As for that infamous appearance of yours on Question Time, where you clashed with the grandiloquent Cristina Odone on the question of whether nuns make good teachers, let me just say I support you totally on that. I was brought up by nuns and priests. They treated me like a fat little sinner who needed weekly whipping, and succeeded only in turning me into an atheist.
However, one thing Odone said during your Question Time clash is pertinent, because she made the point that you do not need to have been to teacher-training college to be a good teacher. By the same token, you do not need to have worked in a museum to become a good museum director. In fact, not having worked in a museum may even be an advantage.
What you, as a trained historian, have instead is an instinctive fondness for the past that not all V&A directors have recently exhibited. Your predecessor was notably lacking in a taste for days of yore. Like many museum directors today, he seemed more interested in media attention and cultural impact than in the stewardship of his institution’s fabulous historic holdings. Occasionally, he didn’t even turn up at exhibition openings, so busy was he having a cultural and media impact. As a result of all this international rubbernecking, the scholarship for which the V&A is globally renowned gathered moss and declined.
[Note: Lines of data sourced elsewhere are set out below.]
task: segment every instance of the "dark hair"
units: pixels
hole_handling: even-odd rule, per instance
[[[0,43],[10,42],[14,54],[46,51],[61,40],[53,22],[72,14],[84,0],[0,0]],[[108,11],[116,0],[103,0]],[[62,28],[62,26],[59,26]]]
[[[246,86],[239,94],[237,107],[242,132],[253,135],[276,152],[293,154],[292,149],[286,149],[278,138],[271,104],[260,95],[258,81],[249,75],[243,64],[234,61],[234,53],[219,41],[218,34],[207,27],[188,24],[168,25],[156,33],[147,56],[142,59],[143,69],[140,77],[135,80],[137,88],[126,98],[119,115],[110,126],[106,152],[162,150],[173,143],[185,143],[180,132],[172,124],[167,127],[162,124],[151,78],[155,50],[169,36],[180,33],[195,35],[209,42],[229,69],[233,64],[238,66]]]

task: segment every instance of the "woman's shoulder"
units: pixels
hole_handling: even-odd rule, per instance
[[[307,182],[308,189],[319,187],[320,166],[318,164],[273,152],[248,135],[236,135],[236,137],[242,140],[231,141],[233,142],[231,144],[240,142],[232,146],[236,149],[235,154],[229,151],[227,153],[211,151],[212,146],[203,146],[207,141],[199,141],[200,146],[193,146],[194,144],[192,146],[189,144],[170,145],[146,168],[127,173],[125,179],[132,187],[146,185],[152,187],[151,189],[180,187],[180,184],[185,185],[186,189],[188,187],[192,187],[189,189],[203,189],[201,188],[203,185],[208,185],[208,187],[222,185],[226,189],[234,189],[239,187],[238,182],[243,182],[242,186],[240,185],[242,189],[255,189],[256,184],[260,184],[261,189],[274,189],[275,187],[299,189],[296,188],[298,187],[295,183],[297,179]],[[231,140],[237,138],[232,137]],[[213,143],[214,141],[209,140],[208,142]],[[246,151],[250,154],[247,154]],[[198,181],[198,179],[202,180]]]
Tristram, talk to your curators. Not just to the ones who put on the David Bowie show or the displays of Alexander McQueen. They’re doing fine. Talk to the ones who run the Islamic department or the Japanese section; the India scholars and the porcelain experts. These are the people, with their unparalleled knowledge of the world’s cultural past, who have been sidelined and neglected. Let’s face it, putting on Bowie shows is easy. Teaching us about the aesthetic meanderings of Japanese art in the Meiji period is not.
This year also sees the opening of the grand new V&A entrance on Exhibition Road, with its splendid galleries. So I’m hoping you will seize the opportunity as well to open the doors again to the proper scholarship for which your museum is so rightly appreciated.
Tristram and Maria, break a leg. And welcome.